Hay etapas en la vida en las que, desde afuera, e incluso ante los ojos de quienes más nos quieren, da la impresión de que no está pasando nada. La rutina avanza, los días se parecen entre sí, y el entorno cercano busca instintivamente señales visibles de progreso: un logro que anunciar, un cambio evidente o un movimiento claro hacia adelante. Cuando no hay nada externo que señalar, es fácil que la incomprensión ajena se traduzca en juicios silenciosos o en la incómoda sensación de estar estancados.
Sin embargo, que no haya brotes visibles en la superficie no significa que la vida esté detenida. Existen procesos cuya verdadera naturaleza es la discreción. Ocurren en la intimidad de nuestras convicciones, en las decisiones cotidianas que nadie atestigua, en la fe que se fortalece en el silencio y en el carácter que se moldea cuando nadie está mirando.
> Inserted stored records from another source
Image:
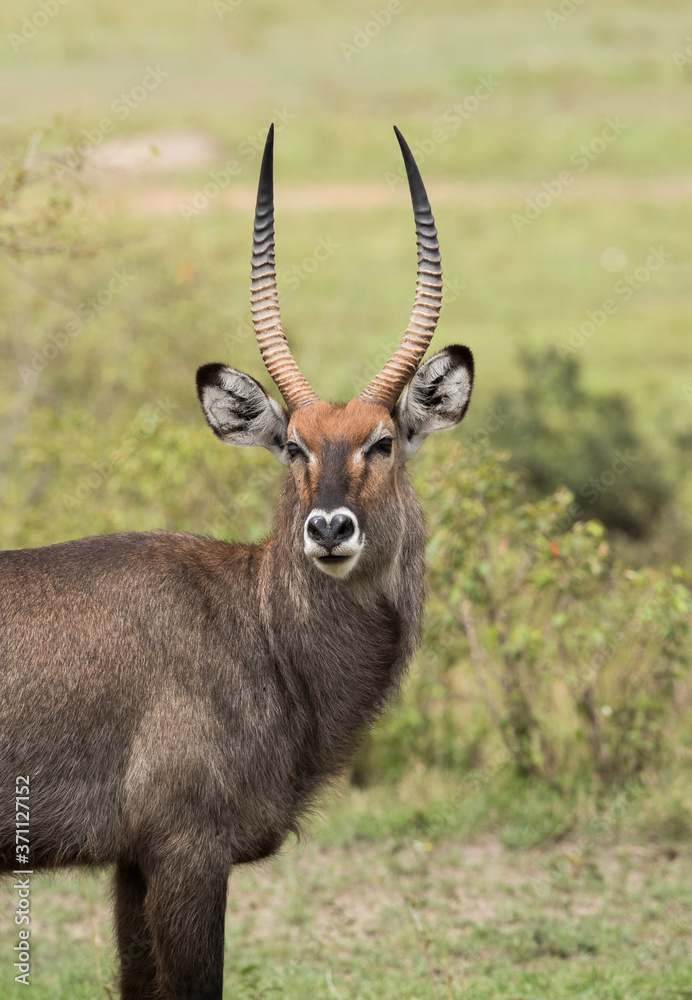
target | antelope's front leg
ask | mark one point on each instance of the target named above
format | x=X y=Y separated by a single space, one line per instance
x=185 y=907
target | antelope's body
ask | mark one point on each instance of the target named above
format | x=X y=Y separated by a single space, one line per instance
x=175 y=701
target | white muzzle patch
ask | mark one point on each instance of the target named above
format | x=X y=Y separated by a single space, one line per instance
x=322 y=544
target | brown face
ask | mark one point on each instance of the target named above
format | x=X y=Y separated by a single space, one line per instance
x=343 y=459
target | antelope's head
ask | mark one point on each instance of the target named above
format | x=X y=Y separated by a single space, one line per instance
x=346 y=459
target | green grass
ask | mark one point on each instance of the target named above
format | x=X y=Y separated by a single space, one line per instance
x=429 y=890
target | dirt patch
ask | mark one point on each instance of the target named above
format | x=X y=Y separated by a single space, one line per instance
x=152 y=153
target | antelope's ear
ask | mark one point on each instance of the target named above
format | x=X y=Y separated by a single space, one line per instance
x=239 y=411
x=436 y=398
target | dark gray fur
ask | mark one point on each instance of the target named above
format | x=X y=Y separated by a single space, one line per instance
x=176 y=701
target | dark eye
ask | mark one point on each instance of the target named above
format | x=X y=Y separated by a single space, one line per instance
x=382 y=447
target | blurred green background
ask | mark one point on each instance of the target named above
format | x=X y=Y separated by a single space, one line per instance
x=550 y=703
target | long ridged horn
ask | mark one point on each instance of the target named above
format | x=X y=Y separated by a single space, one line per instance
x=386 y=387
x=264 y=297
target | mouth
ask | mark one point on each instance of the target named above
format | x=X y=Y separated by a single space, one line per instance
x=336 y=566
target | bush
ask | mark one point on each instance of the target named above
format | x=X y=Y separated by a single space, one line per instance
x=536 y=636
x=562 y=434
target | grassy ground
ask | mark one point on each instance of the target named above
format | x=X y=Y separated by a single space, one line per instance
x=384 y=901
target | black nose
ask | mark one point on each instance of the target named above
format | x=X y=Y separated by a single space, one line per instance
x=332 y=533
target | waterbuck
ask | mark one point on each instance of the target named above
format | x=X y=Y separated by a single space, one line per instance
x=169 y=703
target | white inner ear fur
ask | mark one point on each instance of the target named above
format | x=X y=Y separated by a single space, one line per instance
x=425 y=408
x=242 y=413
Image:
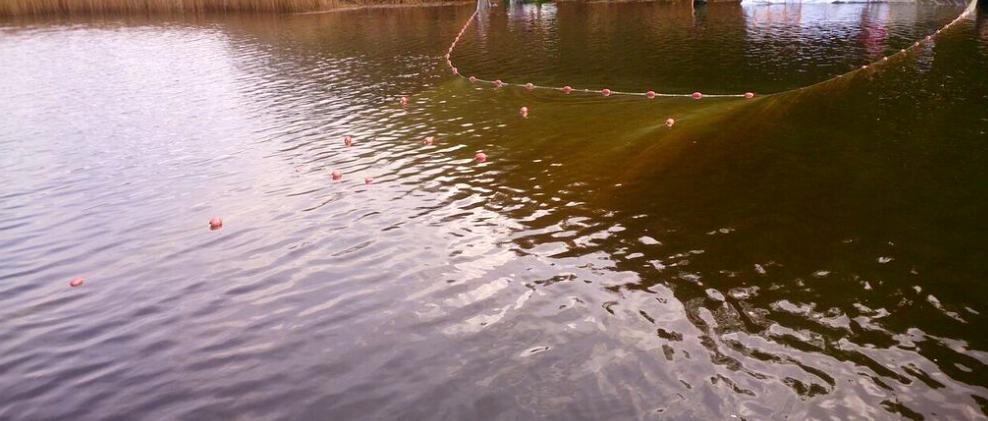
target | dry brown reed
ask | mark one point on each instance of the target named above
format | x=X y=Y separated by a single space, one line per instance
x=100 y=7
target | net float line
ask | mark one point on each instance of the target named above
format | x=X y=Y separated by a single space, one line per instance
x=695 y=95
x=927 y=40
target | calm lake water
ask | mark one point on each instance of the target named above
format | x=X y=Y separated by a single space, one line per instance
x=812 y=254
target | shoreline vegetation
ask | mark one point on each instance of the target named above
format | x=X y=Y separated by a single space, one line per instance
x=12 y=8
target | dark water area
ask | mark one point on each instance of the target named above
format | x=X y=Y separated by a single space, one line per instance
x=815 y=253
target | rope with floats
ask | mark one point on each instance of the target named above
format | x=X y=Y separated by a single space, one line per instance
x=695 y=95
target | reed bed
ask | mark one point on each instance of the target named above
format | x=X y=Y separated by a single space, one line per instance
x=100 y=7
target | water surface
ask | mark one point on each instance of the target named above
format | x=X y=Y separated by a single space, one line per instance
x=813 y=254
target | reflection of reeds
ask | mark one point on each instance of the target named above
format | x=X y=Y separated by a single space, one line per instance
x=90 y=7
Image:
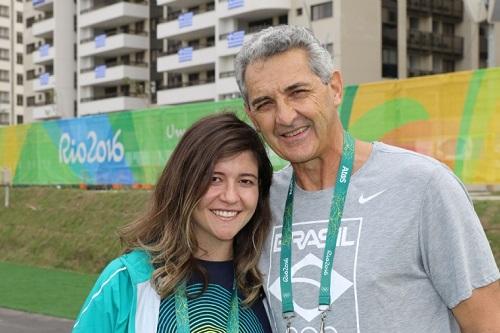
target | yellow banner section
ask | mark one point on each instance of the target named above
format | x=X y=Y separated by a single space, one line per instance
x=452 y=117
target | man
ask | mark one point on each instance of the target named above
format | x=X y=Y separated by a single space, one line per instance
x=408 y=254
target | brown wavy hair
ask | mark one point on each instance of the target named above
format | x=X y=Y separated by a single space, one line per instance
x=166 y=231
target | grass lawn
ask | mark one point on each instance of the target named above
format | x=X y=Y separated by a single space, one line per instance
x=53 y=242
x=48 y=291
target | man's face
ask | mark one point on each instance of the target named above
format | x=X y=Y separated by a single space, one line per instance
x=292 y=108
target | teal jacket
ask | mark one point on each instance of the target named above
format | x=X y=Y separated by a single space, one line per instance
x=122 y=299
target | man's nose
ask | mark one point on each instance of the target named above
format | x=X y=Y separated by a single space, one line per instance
x=285 y=113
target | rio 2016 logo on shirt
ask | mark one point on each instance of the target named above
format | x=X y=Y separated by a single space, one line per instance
x=91 y=150
x=308 y=243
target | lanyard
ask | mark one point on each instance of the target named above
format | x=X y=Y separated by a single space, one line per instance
x=336 y=210
x=182 y=315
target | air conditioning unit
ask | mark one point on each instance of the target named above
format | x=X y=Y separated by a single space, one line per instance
x=4 y=117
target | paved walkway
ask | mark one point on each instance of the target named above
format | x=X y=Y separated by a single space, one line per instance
x=21 y=322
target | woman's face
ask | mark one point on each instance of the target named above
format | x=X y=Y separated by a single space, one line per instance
x=229 y=202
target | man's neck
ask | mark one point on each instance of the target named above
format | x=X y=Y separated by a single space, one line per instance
x=321 y=173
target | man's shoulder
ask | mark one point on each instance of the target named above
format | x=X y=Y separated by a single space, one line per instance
x=411 y=163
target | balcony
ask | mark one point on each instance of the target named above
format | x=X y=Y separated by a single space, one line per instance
x=43 y=5
x=226 y=84
x=44 y=82
x=432 y=42
x=202 y=24
x=44 y=55
x=201 y=58
x=44 y=28
x=187 y=92
x=226 y=47
x=252 y=9
x=448 y=8
x=114 y=13
x=419 y=6
x=111 y=103
x=45 y=111
x=114 y=44
x=113 y=74
x=415 y=71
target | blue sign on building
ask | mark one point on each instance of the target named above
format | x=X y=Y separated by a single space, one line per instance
x=100 y=40
x=43 y=50
x=37 y=2
x=44 y=79
x=185 y=54
x=100 y=71
x=231 y=4
x=235 y=39
x=186 y=20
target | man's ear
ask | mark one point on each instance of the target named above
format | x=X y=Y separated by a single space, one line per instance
x=251 y=117
x=337 y=86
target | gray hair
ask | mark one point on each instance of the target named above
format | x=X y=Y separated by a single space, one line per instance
x=279 y=39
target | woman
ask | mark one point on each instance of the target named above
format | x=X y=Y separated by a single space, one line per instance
x=190 y=264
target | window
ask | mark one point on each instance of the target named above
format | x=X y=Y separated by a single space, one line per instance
x=193 y=78
x=448 y=29
x=413 y=23
x=30 y=21
x=448 y=66
x=30 y=48
x=323 y=10
x=4 y=75
x=4 y=33
x=4 y=54
x=4 y=11
x=30 y=75
x=30 y=101
x=4 y=97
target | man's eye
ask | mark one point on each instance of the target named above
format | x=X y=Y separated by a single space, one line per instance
x=247 y=181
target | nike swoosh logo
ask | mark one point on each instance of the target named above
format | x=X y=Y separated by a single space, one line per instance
x=362 y=200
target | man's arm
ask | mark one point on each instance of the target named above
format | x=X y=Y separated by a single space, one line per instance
x=480 y=313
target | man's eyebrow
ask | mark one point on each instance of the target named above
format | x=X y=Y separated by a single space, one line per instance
x=295 y=86
x=288 y=89
x=259 y=100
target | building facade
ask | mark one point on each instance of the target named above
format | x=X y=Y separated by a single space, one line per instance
x=11 y=63
x=95 y=56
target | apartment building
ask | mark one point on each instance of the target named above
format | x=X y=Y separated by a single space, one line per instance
x=11 y=63
x=117 y=55
x=385 y=39
x=50 y=59
x=94 y=56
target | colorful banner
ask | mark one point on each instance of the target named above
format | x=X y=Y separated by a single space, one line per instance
x=453 y=117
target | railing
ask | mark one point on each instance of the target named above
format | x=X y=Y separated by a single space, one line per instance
x=415 y=71
x=250 y=30
x=107 y=3
x=120 y=32
x=449 y=8
x=429 y=41
x=115 y=64
x=174 y=15
x=44 y=17
x=186 y=84
x=176 y=49
x=112 y=95
x=227 y=74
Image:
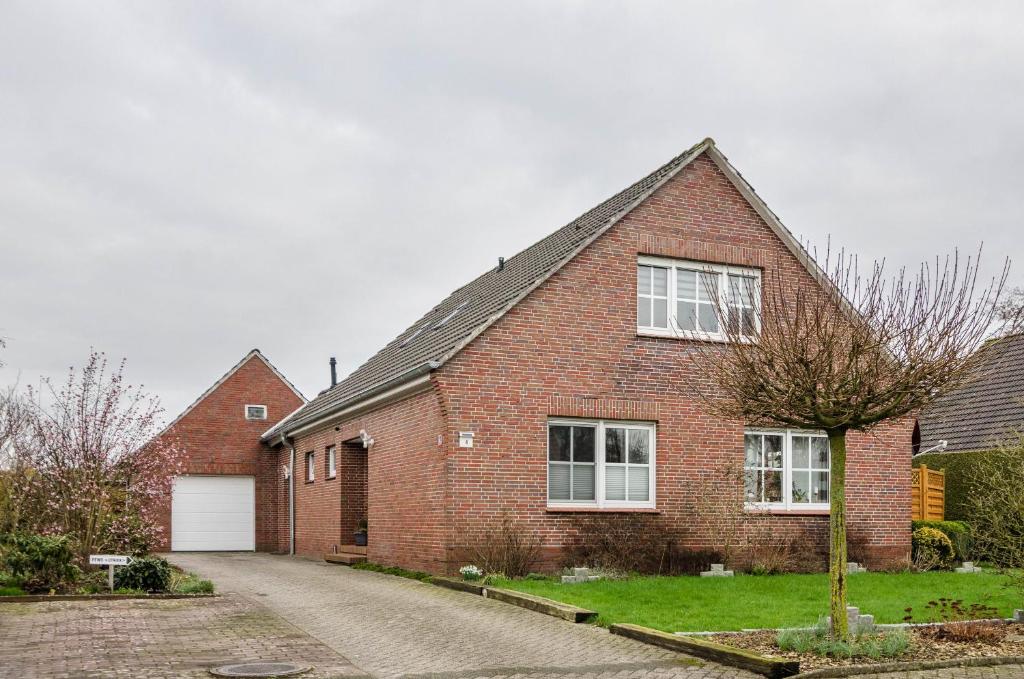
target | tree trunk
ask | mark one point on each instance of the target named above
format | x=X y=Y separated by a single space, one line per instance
x=837 y=541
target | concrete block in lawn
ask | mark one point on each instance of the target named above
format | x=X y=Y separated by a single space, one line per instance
x=717 y=570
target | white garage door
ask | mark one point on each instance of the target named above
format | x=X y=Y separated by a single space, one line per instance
x=213 y=513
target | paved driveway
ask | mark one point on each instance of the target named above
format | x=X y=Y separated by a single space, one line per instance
x=392 y=627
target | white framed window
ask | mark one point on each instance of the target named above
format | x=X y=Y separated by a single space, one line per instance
x=600 y=463
x=677 y=298
x=785 y=469
x=332 y=463
x=255 y=412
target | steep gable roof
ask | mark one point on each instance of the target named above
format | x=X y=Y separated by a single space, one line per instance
x=469 y=310
x=254 y=353
x=987 y=408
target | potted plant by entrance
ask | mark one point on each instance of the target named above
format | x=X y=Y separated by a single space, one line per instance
x=360 y=534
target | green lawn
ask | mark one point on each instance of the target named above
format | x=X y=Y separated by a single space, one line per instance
x=691 y=604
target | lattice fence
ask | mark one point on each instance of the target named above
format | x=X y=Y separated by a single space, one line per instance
x=929 y=494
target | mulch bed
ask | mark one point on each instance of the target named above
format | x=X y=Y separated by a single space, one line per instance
x=924 y=646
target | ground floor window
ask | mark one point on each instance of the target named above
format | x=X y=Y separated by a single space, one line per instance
x=786 y=469
x=600 y=463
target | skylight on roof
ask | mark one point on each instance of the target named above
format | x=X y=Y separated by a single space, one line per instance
x=414 y=335
x=451 y=315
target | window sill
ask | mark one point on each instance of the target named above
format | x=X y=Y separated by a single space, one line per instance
x=688 y=335
x=782 y=511
x=601 y=510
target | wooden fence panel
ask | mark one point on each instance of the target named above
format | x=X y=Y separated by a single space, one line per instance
x=928 y=492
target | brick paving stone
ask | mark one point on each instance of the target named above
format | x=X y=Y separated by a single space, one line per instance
x=392 y=627
x=345 y=623
x=151 y=639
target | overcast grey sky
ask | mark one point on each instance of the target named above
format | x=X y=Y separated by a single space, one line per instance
x=182 y=181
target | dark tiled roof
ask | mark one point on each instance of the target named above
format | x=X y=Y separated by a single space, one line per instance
x=987 y=408
x=443 y=329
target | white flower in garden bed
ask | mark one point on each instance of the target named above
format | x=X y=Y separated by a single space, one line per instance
x=470 y=573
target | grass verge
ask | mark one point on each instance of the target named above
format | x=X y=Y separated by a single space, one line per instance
x=687 y=603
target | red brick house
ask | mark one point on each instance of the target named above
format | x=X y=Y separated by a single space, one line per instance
x=550 y=387
x=227 y=497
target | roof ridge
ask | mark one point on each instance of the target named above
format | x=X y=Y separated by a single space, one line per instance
x=492 y=293
x=252 y=353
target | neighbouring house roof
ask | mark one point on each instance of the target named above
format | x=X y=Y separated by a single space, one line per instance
x=255 y=353
x=987 y=409
x=469 y=310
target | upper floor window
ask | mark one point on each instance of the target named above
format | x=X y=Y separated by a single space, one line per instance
x=686 y=299
x=332 y=462
x=602 y=463
x=255 y=412
x=786 y=469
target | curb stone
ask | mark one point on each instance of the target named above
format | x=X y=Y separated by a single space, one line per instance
x=855 y=670
x=530 y=601
x=30 y=598
x=768 y=667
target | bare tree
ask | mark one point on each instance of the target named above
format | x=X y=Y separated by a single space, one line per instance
x=841 y=351
x=1011 y=311
x=14 y=440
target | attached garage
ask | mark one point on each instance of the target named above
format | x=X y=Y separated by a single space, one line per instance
x=213 y=514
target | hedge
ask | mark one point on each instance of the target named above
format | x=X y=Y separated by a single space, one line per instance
x=956 y=466
x=957 y=532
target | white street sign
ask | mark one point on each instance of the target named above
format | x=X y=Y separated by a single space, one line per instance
x=109 y=559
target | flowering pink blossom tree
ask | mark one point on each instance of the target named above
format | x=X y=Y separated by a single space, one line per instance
x=98 y=470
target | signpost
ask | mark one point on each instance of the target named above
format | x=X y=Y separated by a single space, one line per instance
x=111 y=561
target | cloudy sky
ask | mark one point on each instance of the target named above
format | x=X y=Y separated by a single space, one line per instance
x=180 y=182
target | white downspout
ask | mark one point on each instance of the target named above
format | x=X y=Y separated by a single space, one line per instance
x=291 y=504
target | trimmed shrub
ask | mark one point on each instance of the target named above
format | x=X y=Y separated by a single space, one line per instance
x=509 y=547
x=957 y=532
x=150 y=574
x=996 y=505
x=39 y=562
x=932 y=549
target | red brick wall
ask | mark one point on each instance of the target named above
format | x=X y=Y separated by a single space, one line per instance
x=404 y=478
x=571 y=348
x=218 y=439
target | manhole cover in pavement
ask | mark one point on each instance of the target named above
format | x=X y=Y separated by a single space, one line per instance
x=259 y=670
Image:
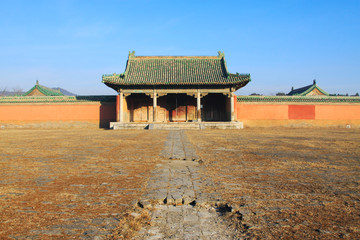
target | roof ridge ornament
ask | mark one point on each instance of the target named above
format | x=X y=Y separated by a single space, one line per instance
x=132 y=54
x=221 y=54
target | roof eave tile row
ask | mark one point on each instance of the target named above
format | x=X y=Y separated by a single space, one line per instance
x=282 y=99
x=54 y=99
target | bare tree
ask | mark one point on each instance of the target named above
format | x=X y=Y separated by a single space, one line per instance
x=3 y=91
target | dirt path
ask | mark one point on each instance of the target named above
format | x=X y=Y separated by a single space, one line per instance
x=180 y=209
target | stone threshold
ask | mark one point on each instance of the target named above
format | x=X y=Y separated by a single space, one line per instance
x=176 y=125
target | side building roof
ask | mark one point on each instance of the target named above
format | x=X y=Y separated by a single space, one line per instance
x=172 y=71
x=304 y=91
x=45 y=91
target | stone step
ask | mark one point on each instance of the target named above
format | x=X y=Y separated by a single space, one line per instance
x=177 y=125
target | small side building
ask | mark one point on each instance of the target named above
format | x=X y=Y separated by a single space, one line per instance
x=176 y=89
x=40 y=90
x=311 y=90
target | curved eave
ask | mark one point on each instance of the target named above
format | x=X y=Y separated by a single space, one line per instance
x=235 y=84
x=312 y=88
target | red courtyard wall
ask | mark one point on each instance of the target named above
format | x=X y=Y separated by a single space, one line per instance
x=96 y=113
x=290 y=114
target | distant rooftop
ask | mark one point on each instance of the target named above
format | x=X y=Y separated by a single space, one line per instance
x=310 y=90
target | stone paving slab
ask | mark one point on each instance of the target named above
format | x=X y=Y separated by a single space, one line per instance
x=174 y=191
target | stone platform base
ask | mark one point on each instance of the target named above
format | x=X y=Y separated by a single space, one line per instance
x=178 y=125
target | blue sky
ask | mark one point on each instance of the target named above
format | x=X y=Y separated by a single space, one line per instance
x=70 y=44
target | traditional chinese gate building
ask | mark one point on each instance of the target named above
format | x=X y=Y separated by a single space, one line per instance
x=175 y=89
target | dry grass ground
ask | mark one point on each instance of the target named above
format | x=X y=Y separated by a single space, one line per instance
x=71 y=182
x=287 y=183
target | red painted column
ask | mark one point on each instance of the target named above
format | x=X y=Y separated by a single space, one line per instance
x=117 y=107
x=235 y=107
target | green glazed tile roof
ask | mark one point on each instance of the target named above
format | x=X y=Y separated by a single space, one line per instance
x=44 y=90
x=307 y=89
x=176 y=70
x=299 y=99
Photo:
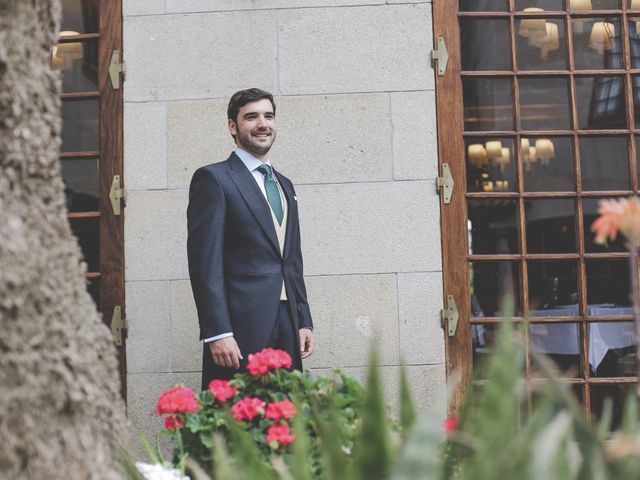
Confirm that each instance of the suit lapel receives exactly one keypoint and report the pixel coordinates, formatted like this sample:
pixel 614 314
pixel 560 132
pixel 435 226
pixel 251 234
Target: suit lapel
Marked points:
pixel 291 205
pixel 254 198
Ese tiempo sin aplausos es el trabajo más exigente y necesario: la solidificación de nuestra estructura interna.
El bambú no apresura su aparición para complacer la mirada del jardinero. Sabe que intentar sostener la altura sin haber construido primero una red de raíces suficiente sería su ruina ante la primera tormenta. De la misma manera, los procesos que nos toma más tiempo asentar, aquellos que se gestan en la paciencia y el recogimiento son los que finalmente garantizan que, cuando llegue el momento de crecer o de asumir nuevos espacios, no colapsemos por falta de sustento.
Comprender el peso de lo invisible nos devuelve la paz y nos permite vivir las cosas a nuestros propios tiempos. Nos invita a hacer una pausa ante nuestro momento presente y preguntarnos: ¿estamos teniendo la paciencia de honrar la etapa de la raíz, o nos está ganando la prisa por mostrar un fruto prematuro? Quizás la cuestión no sea apresurar el brote, sino aprender a estar tranquilos en el silencio con la certeza de que todo lo que hoy se fortalece en lo profundo, a su debido tiempo, sostendrá la vida que estamos llamados a vivir.